Federal Aturan Acara Pidana memiliki tujuan untuk melindungi hak dan kepentingan organisasi dan warga yang terkena berbagai kejahatan, serta identitas tuduhan ilegal, keterbatasan hak atau kecaman.
pekerjaan perbaikan adalah kumpulan proses biaya, perlindungan dan keadilan, fungsi yang terpisah satu sama lain, yaitu, ditugaskan untuk orang yang berbeda. Dengan demikian, kegiatan ini didasarkan pada kesetaraan para pihak. Prinsip ini dipertahankan pada semua tahapan proses pidana, dari penyelidikan awal ke pengadilan.
Dengan demikian, Hukum Acara Pidana meneliti kegiatan penyelidikan, petugas penyelidikan, penyidik, jaksa, pengadilan dan peserta lain dalam proses pidana, yang terdiri melaksanakan penyelidikan awal, pertimbangan kasus di pengadilan, hukuman dan eksekusi, serta peninjauan keputusan untuk dapat melindungi hak-hak dan kepentingan orang untuk menghindari pembatasan ilegal kebebasan mereka. Semua tindakan ini bertujuan untuk memastikan penggunaan hukum pidana benar.
Tujuan SCP diabadikan dalam Konstitusi meliputi: perlindungan hak-hak warga negara dengan investigasi yang cepat dari tindak pidana, tindakan berbahaya gila, penggunaan rasional hukum, tarik ke pelaku.
Semua tugas-tugas ini ditugaskan kepada pejabat negara yang memiliki otoritas yang tepat untuk melakukan investigasi kasus kriminal.
Hukum Acara Pidana mengimplementasikan tugas-tugas dalam Kode prosedur yang ditentukan. Jadi, jika ada alasan untuk memulai kasus kriminal dilakukan kerja yang relevan, maka semua bahan yang diberikan kepada pengadilan untuk keputusan.
Selain pejabat di UPD dihadiri oleh orang-orang yang terlibat dalam kegiatan pada kasus ini dalam urutan tertentu. Dalam hal ini, hukum mengharuskan mereka untuk melakukan tindakan tertentu. Produksi tindakan ini terkait dengan komisi tubuh dan aktor dari tanggung jawab dan hak-hak mereka.
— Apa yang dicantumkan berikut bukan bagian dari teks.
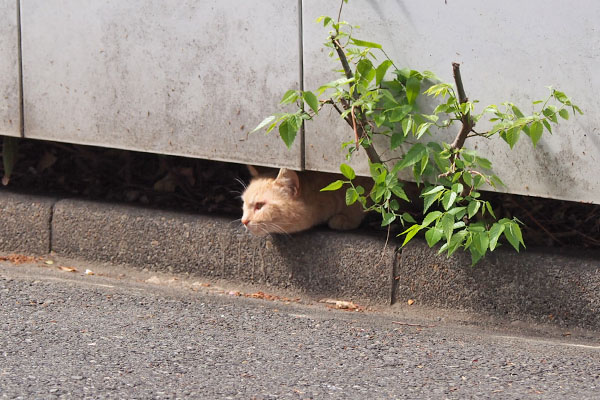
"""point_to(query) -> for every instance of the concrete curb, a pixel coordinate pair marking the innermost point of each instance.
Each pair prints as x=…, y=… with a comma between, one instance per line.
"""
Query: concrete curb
x=25, y=223
x=538, y=284
x=317, y=262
Dengan demikian, mereka diberkati dengan pidana - hubungan hukum prosedural.
Terlepas dari kenyataan bahwa setiap negara memiliki hukum sendiri, termasuk hukum acara pidana, mereka tunduk pada prinsip-prinsip tertentu:
1. Pembukaan kasus pidana tergantung pada jaksa, dan terdakwa diberkahi dengan hak untuk menantang di pengadilan.
2. Pengadilan adalah tubuh untuk melakukan pekerjaan produksi, dan penyelidikan awal oleh penyidik.
UP langkah mewakili serangkaian tindakan yang terminal dan tugas umum dikombinasikan, membuat keputusan yang mengakhiri otoritas terkait.
Dengan demikian, subjek hukum acara pidana menganggap aktivitas pengadilan penyelidikan dan penuntutan, serta hubungan dengan warga yang terlibat dalam proses pidana dan yang menyertai kegiatan ini.
Perlu dicatat bahwa sumber GPP adalah konstitusi, menampung aturan dan prinsip-prinsip: legalitas, lapangan hukuman saja, misteri percakapan telepon, surat-menyurat, pesan e-mail, serta menghormati kehormatan dan martabat warga.